Review: The Grief Keeper

Seventeen-year-old Marisol Morales knows all about bad luck. Her father "gambled and drank" before eventually disappearing, forcing her older brother, Pablo, to join a gang to provide for the family. Then Pablo was killed by the gang. Terrified, Marisol's mother went into hiding and used all of her money to pay coyotes to take Marisol and her sister, 12-year-old Gabriela, to the United States.

After surviving the weeks-long trek from El Salvador to the border, Marisol is told she and Gabi might be allowed to stay--if she will "test a technology." This technology is a "biomedical device" designed to help people with PTSD; the treatment "allows the chemicals, the stress factors--released into the body of a person suffering trauma--to be transferred to another person." That is, Marisol would become a grief repository for another human in exchange for a green card.

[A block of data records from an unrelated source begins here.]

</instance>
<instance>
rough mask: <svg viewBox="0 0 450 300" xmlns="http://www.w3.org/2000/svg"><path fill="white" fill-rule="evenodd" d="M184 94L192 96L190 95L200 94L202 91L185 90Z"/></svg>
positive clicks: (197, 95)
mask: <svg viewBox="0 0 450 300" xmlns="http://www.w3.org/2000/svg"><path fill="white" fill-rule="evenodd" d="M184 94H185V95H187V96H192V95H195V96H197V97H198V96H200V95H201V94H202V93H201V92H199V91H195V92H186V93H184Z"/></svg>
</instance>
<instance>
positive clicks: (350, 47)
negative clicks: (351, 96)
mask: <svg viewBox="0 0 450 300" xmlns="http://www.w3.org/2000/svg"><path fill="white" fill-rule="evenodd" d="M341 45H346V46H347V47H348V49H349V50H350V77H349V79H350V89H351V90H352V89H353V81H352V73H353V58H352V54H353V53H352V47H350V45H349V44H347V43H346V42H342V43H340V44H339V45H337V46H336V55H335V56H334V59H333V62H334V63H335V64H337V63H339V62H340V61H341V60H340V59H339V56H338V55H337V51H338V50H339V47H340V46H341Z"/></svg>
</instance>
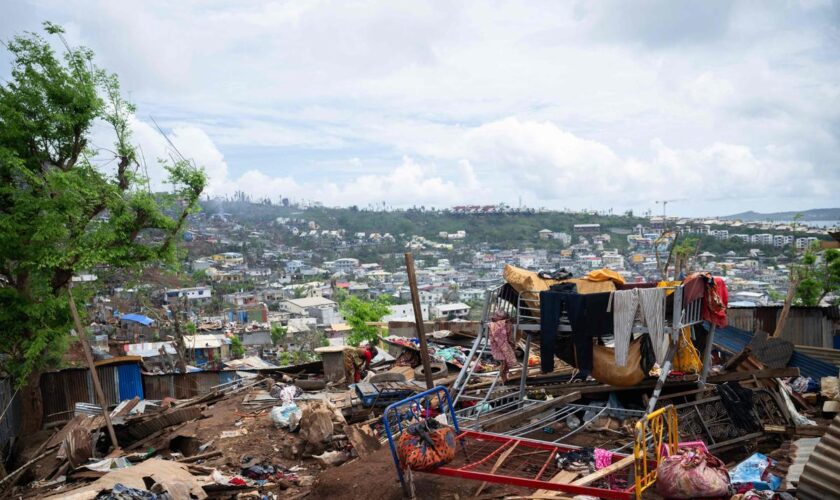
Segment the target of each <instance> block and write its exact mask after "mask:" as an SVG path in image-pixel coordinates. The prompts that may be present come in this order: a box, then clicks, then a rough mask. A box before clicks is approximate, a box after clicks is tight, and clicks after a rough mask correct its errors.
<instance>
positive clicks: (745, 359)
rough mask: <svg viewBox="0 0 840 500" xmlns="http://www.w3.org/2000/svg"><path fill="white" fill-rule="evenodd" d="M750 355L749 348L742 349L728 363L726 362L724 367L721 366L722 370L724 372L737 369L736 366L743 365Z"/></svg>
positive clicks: (746, 347) (743, 348) (749, 347)
mask: <svg viewBox="0 0 840 500" xmlns="http://www.w3.org/2000/svg"><path fill="white" fill-rule="evenodd" d="M751 353H752V349H750V346H746V347H744V348H743V349H742V350H741V352H739V353H738V354H736V355H735V356H733V357H732V358H731V359H730V360H729V361H727V362H726V364H725V365H723V369H724V370H725V371H731V370H734V369H735V368H737V367H738V365H740V364H741V363H743V362H744V361H745V360H746V359H747V358H748V357H749V356H750V354H751Z"/></svg>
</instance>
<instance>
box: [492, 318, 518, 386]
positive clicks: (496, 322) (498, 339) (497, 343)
mask: <svg viewBox="0 0 840 500" xmlns="http://www.w3.org/2000/svg"><path fill="white" fill-rule="evenodd" d="M491 319H492V321H491V322H490V325H489V327H488V336H489V337H490V353H491V354H492V355H493V359H495V360H496V361H501V362H502V366H501V368H500V369H499V372H500V374H501V375H500V376H501V378H502V382H507V372H508V369H510V368H511V367H512V366H514V365H516V355H515V354H514V352H513V346H512V345H511V343H510V317H509V316H508V315H507V313H505V312H504V311H496V312H495V313H494V314H493V316H492V318H491Z"/></svg>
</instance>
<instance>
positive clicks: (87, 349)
mask: <svg viewBox="0 0 840 500" xmlns="http://www.w3.org/2000/svg"><path fill="white" fill-rule="evenodd" d="M67 295H68V297H70V313H71V314H72V315H73V324H74V325H75V327H76V334H77V335H78V336H79V340H80V341H81V342H82V350H83V351H85V359H87V363H88V368H90V376H91V378H92V379H93V388H94V390H95V391H96V398H97V399H98V400H99V405H100V406H101V407H102V416H103V417H105V426H106V427H108V436H109V437H110V438H111V444H112V445H113V446H114V449H115V450H116V449H119V447H120V444H119V442H117V435H116V434H115V433H114V426H113V425H111V414H110V413H109V412H108V400H107V399H105V393H104V392H102V385H101V384H100V383H99V377H98V376H97V375H96V366H95V365H94V364H93V355H92V354H91V353H90V344H88V341H87V331H86V330H85V329H84V328H82V320H81V319H80V318H79V311H78V310H77V309H76V301H75V300H73V292H72V285H67Z"/></svg>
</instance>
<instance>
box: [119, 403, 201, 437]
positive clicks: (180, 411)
mask: <svg viewBox="0 0 840 500" xmlns="http://www.w3.org/2000/svg"><path fill="white" fill-rule="evenodd" d="M200 416H201V407H199V406H188V407H186V408H178V409H175V410H167V411H165V412H163V413H161V414H159V415H156V416H154V417H152V418H148V419H146V420H143V421H142V422H138V421H131V422H126V425H125V430H126V431H127V433H128V435H129V436H130V437H131V438H133V439H134V440H138V439H143V438H144V437H146V436H148V435H150V434H153V433H155V432H157V431H159V430H161V429H164V428H166V427H171V426H173V425H178V424H180V423H182V422H186V421H188V420H194V419H196V418H198V417H200Z"/></svg>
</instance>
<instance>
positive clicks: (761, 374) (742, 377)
mask: <svg viewBox="0 0 840 500" xmlns="http://www.w3.org/2000/svg"><path fill="white" fill-rule="evenodd" d="M798 376H799V368H796V367H787V368H767V369H764V370H754V371H744V372H731V373H720V374H718V375H714V376H711V377H709V382H711V383H720V382H734V381H739V380H749V379H751V378H753V377H755V378H757V379H766V378H787V377H798Z"/></svg>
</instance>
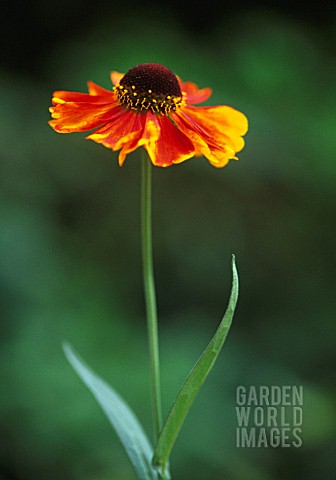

Seeing no other option, Marisol agrees: "What is a little grief in exchange for safety?"

The sufferer is Rey Warner, a wealthy young woman the same age as Marisol. She is suicidal after her twin brother's death, and her father is trying to convince her to use the device to lighten some of her emotional load. Unwilling to lose her grief for fear of losing her brother, Rey refuses. But if Rey won't use the device, Marisol has no deal. It falls to Marisol to convince Rey to relieve her burden, even though the weight of Rey's grief will become Marisol's. The two slowly develop a relationship that means both beautiful and painful experiences for Marisol--even as she feels how natural her and Rey's mutual attraction is, the trauma she must endure because of Rey makes her fearful.

Most of the action in Alexandra Villasante's debut takes place before the story begins, with the girls' histories of trauma filled in through flashbacks. The Grief Keeper is monumentally cerebral, much of it dedicated to Marisol's emotional turmoil and her constantly-in-motion brain. Marisol believes being sexually attracted to women is a "disease" and is convinced that's what caused her family's problems; she thinks owning someone else's trauma is no big deal while at the same time thinking it is incomprehensibly difficult. Simply, Marisol is a very real young woman dealing with very real emotions in an uncommon situation. Villasante's novel is for the reader who wants to get down and dirty with the emotional landscape, who wants a romance that is hard-earned and sweetly won. The Grief Keeper shows us trauma and grief without ever glorifying the pain or wallowing in the tragedy, creating a realistic yet still hopeful world seen through the gaze of an intelligent, curious protagonist. --Siân Gaetano, children's and YA editor, Shelf Awareness

Shelf Talker: In Alexandra Villasante's YA debut, a young woman from El Salvador agrees to a terrible deal in hopes of finding safety in the United States.